I am fortunate enough to have gotten to know him a little in his final years, and to have talked him into writing a foreword for my first book. I only hope my adolescent-style hero-worship for the man was not too embarrassingly apparent when I was in his company.
His death is a loss for socialists of all stripes. Condolences to Clare and their daughter.
Dave Osler
Invigorating support
Paul came from a different class background than myself, but never once faltered in his solidarity with working class people such as me and mine. He not only respected us, but rejoiced in our small victories, when we were able to gain better wages or conditions, and felt heartily sick when we suffered defeats. I can think of few others from his class background who supported with such confidence working class people in struggle.

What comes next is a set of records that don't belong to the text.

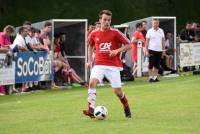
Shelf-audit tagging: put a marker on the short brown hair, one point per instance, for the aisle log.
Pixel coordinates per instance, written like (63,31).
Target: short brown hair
(9,28)
(107,12)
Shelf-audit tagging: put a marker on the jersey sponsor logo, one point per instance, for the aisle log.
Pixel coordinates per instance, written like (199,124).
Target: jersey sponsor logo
(105,47)
(97,39)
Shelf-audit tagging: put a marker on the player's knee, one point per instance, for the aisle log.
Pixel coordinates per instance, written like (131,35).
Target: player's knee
(93,83)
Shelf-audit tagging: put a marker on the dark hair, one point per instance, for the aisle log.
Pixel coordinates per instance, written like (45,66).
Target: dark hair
(155,19)
(32,29)
(107,12)
(97,22)
(47,24)
(27,23)
(21,29)
(144,21)
(138,25)
(188,22)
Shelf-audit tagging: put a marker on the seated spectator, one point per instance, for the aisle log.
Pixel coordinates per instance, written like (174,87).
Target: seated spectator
(32,41)
(69,74)
(19,44)
(5,45)
(45,36)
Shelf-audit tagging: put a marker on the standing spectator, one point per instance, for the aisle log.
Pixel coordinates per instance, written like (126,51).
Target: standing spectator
(19,45)
(5,36)
(27,24)
(144,28)
(5,45)
(154,47)
(187,33)
(137,38)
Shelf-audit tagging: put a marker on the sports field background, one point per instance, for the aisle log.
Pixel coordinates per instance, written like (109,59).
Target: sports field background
(169,107)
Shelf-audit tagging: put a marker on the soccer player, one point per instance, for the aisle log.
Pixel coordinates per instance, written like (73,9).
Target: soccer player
(137,38)
(107,43)
(155,42)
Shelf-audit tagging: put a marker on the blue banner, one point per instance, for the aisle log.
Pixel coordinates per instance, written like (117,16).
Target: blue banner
(33,66)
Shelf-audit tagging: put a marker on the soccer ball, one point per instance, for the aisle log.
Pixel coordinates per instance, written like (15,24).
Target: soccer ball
(100,112)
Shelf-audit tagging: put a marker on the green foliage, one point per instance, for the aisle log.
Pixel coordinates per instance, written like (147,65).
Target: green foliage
(169,107)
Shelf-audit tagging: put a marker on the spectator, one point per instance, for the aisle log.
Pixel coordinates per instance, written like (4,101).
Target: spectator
(27,24)
(45,36)
(187,33)
(169,50)
(154,47)
(5,45)
(69,74)
(144,28)
(32,41)
(194,29)
(19,43)
(5,36)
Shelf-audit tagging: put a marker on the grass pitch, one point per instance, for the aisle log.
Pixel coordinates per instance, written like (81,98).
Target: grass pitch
(171,106)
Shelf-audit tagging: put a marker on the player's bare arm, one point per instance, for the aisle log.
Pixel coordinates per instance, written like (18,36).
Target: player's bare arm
(122,49)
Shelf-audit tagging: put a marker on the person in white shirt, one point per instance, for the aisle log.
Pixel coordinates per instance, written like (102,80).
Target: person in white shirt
(155,42)
(19,43)
(32,41)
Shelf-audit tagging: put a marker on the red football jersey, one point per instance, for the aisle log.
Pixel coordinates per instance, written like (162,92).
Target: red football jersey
(104,42)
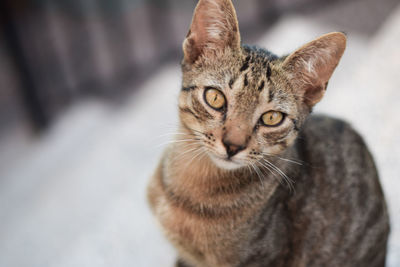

Paul in his writing and politics never belittled, insulted or degraded workers. On the contrary, his every word invigorated us, gave us support and encouraged us to believe that ordinary working class people could play a major role in building a just nation, based on equality.
Mick Hall
Comradely legacy
I campaigned alongside Paul Foot for just three years when he was a local council and mayoral candidate in Hackney, as well as the editor of the Hackney Socialist Alliance newspaper.
Paul led the line for our class against theirs. As editor of our fledgling publication he showed how an enormously experienced Marxist can work collectively with others, new hands and old, on the basis of friendship, equality and honesty. The gap left for Respect in Hackney by Paul’s untimely death is huge, but one of Paul’s legacies is the confidence he showed in those whom he worked alongside.
It is with this confidence, and with the memory of Paul’s fighting spirit, that I - and I know many others in Hackney - will continue to carry forward the socialist cause that he exemplified, both in his campaigns and comradely relations with all of us.